A user-defined string literal is a way to specialize a string literal according to your own needs. It is effectively a convenient way to design your own “string types”. You can code it up as:
myclass operator"" _mysuffix(const char *str, size_t len) { return myclass(str, len); }
And once it is defined, instead of writing myclass("mystring", 8), you can write "mystring"_mysuffix.
In any case, we would like to have a syntax such as this:
bool is_digit = "\\d+"_re("123");
I can start with a user-defined string suffix:
convenience_matcher operator "" _re(const char *str, size_t) { return convenience_matcher(str); }
I want my convenience_matcher to construct a regular expression instance, and to call the matching function whenever a parameter is passed in parenthesis. The following class might work:
#include <regex> struct convenience_matcher { convenience_matcher(const char *str) : re(str) {} bool match(const std::string &s) { std::smatch base_match; return std::regex_match(s, base_match, re); } bool operator()(const std::string &s) { return match(s); } std::regex re; };
And that is all. The following expressions will then return a Boolean value indicating whether we have the required pattern:
"\\d+"_re("123") // true "\\d+"_re("a23") // false R"(\d+)"_re("123") // true R"(\d+)"_re("a23") // false
I have posted a complete example. It is just for illustration and I do not recommend using this code for anything serious. I am sure that you can do better!
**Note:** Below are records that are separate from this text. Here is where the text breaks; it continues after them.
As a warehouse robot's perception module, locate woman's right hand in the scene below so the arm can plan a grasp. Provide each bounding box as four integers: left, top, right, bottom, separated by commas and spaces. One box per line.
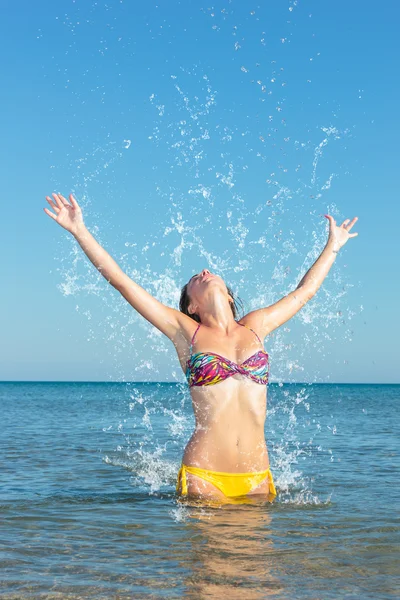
43, 194, 84, 235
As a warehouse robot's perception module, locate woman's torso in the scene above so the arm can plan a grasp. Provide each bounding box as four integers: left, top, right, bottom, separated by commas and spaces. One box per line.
176, 323, 269, 473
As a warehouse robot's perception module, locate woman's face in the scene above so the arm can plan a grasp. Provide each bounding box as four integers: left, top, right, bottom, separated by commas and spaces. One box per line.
187, 269, 231, 312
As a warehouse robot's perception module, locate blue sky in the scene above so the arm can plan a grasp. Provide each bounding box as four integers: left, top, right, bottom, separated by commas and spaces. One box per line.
0, 0, 400, 383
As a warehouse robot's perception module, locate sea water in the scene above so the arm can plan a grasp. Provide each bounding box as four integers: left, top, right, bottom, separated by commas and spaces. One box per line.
0, 382, 400, 600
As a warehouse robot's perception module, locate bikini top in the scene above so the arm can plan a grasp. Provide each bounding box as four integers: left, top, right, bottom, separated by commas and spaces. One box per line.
186, 323, 269, 387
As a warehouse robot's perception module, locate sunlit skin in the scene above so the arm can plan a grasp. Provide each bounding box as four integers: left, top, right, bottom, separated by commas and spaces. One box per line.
44, 194, 358, 498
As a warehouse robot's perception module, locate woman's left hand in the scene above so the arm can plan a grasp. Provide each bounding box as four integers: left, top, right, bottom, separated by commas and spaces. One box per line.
324, 215, 358, 250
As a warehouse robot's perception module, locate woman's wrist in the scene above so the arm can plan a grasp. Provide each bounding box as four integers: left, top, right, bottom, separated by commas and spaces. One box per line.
326, 238, 340, 254
71, 223, 87, 239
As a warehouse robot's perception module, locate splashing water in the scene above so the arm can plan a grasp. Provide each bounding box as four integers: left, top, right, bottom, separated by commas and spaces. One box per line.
47, 0, 357, 503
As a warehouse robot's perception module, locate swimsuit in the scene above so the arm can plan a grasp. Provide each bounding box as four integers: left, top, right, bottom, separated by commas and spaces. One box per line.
186, 323, 268, 387
176, 463, 276, 502
176, 323, 276, 502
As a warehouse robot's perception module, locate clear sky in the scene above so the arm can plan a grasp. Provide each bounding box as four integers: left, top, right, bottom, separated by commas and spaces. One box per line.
0, 0, 400, 383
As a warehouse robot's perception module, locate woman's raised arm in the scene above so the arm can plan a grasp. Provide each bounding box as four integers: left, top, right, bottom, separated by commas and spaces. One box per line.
243, 215, 358, 339
44, 194, 184, 340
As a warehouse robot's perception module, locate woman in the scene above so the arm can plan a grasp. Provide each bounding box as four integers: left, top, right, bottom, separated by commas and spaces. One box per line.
44, 194, 358, 501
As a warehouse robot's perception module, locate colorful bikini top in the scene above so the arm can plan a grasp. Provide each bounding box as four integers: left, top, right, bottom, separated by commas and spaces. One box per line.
186, 323, 269, 387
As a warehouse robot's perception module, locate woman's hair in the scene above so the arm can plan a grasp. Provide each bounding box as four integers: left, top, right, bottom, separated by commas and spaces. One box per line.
179, 282, 243, 323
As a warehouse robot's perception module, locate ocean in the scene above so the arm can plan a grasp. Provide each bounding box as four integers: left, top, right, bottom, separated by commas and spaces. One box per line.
0, 382, 400, 600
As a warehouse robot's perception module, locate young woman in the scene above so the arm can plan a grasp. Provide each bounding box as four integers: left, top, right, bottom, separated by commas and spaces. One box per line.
44, 194, 358, 501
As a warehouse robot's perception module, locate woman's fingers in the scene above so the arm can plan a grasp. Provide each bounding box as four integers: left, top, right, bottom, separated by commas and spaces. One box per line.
46, 196, 60, 212
43, 208, 57, 221
69, 194, 79, 208
346, 217, 358, 231
52, 194, 64, 209
58, 194, 71, 206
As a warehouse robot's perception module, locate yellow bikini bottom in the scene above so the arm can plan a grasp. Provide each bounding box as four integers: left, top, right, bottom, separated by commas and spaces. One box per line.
176, 463, 276, 502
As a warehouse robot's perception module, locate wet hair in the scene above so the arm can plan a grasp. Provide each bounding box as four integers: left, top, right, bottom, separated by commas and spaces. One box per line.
179, 280, 243, 323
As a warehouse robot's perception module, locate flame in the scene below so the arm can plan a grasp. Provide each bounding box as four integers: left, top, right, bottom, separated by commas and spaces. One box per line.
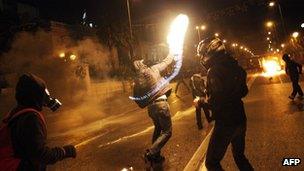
70, 54, 76, 61
262, 60, 283, 77
59, 52, 65, 58
167, 14, 189, 55
129, 14, 189, 100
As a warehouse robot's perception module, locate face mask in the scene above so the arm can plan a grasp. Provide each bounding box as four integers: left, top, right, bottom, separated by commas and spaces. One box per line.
43, 88, 62, 112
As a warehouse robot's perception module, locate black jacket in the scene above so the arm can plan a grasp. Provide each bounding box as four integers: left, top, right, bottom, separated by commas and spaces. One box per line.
206, 54, 248, 125
9, 75, 65, 171
285, 60, 302, 79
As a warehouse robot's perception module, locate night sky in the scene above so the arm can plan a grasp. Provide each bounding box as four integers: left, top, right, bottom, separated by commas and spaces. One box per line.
19, 0, 304, 51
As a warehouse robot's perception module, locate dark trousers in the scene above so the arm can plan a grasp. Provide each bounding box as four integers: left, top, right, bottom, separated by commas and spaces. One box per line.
290, 76, 303, 97
148, 101, 172, 155
195, 103, 212, 128
206, 123, 253, 171
174, 79, 190, 94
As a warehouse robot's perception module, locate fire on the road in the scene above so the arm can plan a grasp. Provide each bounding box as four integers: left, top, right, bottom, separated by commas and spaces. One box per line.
262, 59, 284, 77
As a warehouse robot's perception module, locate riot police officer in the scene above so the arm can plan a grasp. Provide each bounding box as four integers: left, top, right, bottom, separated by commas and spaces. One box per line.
197, 37, 253, 171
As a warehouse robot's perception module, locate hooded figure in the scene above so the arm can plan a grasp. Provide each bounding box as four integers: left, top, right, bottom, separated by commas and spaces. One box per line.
282, 54, 303, 100
133, 55, 173, 167
0, 74, 76, 171
198, 38, 253, 171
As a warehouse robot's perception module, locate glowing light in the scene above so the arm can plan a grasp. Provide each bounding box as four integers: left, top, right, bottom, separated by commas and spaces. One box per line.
262, 59, 283, 77
167, 14, 189, 55
70, 54, 76, 61
129, 14, 189, 101
59, 52, 65, 58
266, 21, 273, 27
292, 32, 299, 39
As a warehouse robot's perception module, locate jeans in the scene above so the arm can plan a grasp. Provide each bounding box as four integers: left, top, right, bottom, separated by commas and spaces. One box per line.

The very first sentence contains a typo ‘used-defined’ which should be changed to ‘user-defined’. The second paragraph contains another typo ‘so you can write R”(\d+)” ‘ which should be changed to ‘so you can write R”(\d+)” ‘
Thanks.
Thanks Daniel! Do you know of any practical applications for operator””? Operator overloading has become frowned upon for its obscurity, but this one has the potential to carry meaningful names.
I think that’s different from standard operator overloading. You have to specify a suffix, so you can’t use it by accident.
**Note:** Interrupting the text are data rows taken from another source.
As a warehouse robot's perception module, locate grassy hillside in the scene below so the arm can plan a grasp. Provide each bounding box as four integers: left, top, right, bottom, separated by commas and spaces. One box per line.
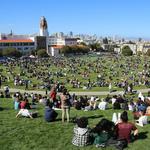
0, 99, 150, 150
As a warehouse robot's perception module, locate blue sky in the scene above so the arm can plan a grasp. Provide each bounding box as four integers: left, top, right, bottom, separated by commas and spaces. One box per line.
0, 0, 150, 38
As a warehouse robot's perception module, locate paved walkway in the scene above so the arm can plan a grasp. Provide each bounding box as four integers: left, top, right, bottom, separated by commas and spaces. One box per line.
0, 88, 150, 96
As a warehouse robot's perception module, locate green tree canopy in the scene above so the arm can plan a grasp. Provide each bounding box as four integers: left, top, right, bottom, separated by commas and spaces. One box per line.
146, 49, 150, 56
2, 47, 22, 57
122, 46, 133, 56
60, 45, 89, 54
89, 43, 103, 51
37, 49, 48, 58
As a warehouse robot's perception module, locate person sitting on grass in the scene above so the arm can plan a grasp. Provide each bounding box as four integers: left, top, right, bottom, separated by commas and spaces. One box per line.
16, 108, 38, 119
72, 117, 91, 146
45, 102, 58, 122
92, 118, 115, 147
115, 111, 138, 143
136, 110, 148, 127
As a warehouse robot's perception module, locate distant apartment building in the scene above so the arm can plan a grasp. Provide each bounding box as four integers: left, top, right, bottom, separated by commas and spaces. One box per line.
0, 34, 35, 52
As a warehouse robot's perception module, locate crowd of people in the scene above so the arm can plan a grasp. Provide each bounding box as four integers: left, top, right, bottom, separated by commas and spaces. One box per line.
0, 56, 150, 93
0, 57, 150, 149
1, 85, 150, 149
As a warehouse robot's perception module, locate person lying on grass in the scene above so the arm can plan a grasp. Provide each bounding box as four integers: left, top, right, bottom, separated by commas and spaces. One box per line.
16, 108, 38, 119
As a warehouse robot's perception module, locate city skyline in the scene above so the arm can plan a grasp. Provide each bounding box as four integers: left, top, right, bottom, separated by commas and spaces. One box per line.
0, 0, 150, 38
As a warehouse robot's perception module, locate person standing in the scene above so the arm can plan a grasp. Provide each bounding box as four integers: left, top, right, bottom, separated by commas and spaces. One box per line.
0, 76, 2, 89
115, 111, 138, 143
60, 89, 70, 122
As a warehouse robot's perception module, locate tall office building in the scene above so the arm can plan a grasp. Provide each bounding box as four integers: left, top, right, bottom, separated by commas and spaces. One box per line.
40, 16, 49, 37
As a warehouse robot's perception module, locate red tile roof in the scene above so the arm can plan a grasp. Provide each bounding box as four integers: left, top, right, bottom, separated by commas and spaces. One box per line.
0, 39, 33, 43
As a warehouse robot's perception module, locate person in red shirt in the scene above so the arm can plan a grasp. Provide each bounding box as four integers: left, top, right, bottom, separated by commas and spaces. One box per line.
115, 111, 138, 143
50, 87, 57, 102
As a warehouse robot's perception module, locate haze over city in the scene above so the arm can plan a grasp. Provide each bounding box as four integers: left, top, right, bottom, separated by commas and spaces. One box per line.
0, 0, 150, 38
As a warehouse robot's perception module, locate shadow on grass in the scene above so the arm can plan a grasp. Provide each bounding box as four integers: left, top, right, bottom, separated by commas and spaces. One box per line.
138, 131, 148, 140
87, 115, 103, 119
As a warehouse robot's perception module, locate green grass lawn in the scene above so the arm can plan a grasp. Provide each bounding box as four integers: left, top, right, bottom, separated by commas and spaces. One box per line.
0, 99, 150, 150
0, 55, 150, 91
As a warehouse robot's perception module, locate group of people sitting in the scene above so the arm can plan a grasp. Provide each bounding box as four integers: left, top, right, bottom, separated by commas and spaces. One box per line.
72, 111, 138, 149
13, 89, 70, 122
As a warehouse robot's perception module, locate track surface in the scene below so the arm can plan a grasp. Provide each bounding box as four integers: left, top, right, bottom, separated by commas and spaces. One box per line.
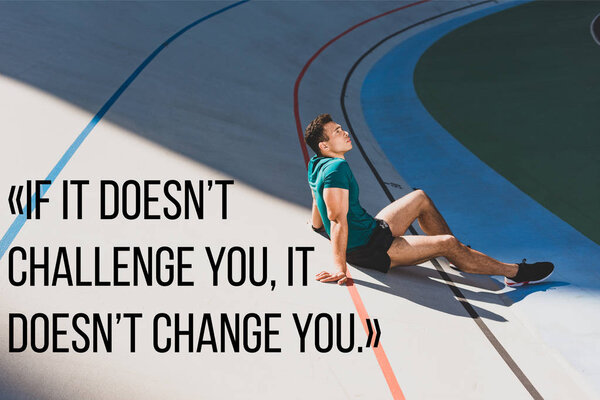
0, 1, 593, 399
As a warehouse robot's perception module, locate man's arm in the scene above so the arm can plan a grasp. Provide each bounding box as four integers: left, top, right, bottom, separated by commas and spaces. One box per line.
316, 188, 348, 284
310, 190, 323, 232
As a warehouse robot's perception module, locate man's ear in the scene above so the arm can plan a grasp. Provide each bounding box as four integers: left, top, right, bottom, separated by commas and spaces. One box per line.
319, 142, 328, 154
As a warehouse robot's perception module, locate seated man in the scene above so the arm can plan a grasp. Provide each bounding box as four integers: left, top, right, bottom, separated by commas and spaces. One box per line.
305, 114, 554, 286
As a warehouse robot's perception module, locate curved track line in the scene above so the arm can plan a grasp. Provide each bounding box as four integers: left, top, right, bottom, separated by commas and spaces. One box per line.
0, 0, 250, 260
294, 0, 430, 399
590, 14, 600, 46
340, 0, 542, 399
294, 0, 430, 168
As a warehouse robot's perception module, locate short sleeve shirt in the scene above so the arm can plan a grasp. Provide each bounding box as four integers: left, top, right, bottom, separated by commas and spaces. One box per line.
308, 156, 377, 251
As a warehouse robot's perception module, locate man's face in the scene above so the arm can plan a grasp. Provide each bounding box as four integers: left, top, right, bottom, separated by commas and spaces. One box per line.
321, 121, 352, 155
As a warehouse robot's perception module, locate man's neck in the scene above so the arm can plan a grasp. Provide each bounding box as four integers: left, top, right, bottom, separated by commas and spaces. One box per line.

We use it in the simdjson library.
Off topic, but what’s your opinion of adding operator overloading to C, in a way that the user would name the function that implements that operator, and therefore doesn’t require name mangling?
It’s an idea I’ve been kicking around.
Operator overloading in C or in C++?
In regular, old fashioned C.
I’m thinking something like: _Operator = UTF8String_Init;
Where UTF8String_Init is a previously declared function.
Implementation details could still be hidden, the _Operator declaration could be in a header too, and no name mangling necessary since the function has already been named by the programmer.
No need for a class to contain it either, since the types could be desuced from the parameters of the named function e.g: UTF8String UTF8String_Init(char8_t *Characters);
And for strings, I don’t see why there couldn’t be multiple variants for the same operator.
Like:
UTF8String UTF8String_InitFromChars(char8_t *Chars);
UTF8String UTF8String_InitFromChar(char8_t Char);
_Overload = UTF8String_InitFromChar;
_Overload = UTF8String_InitFromChars;
Basically, soft function overloading, but with better names.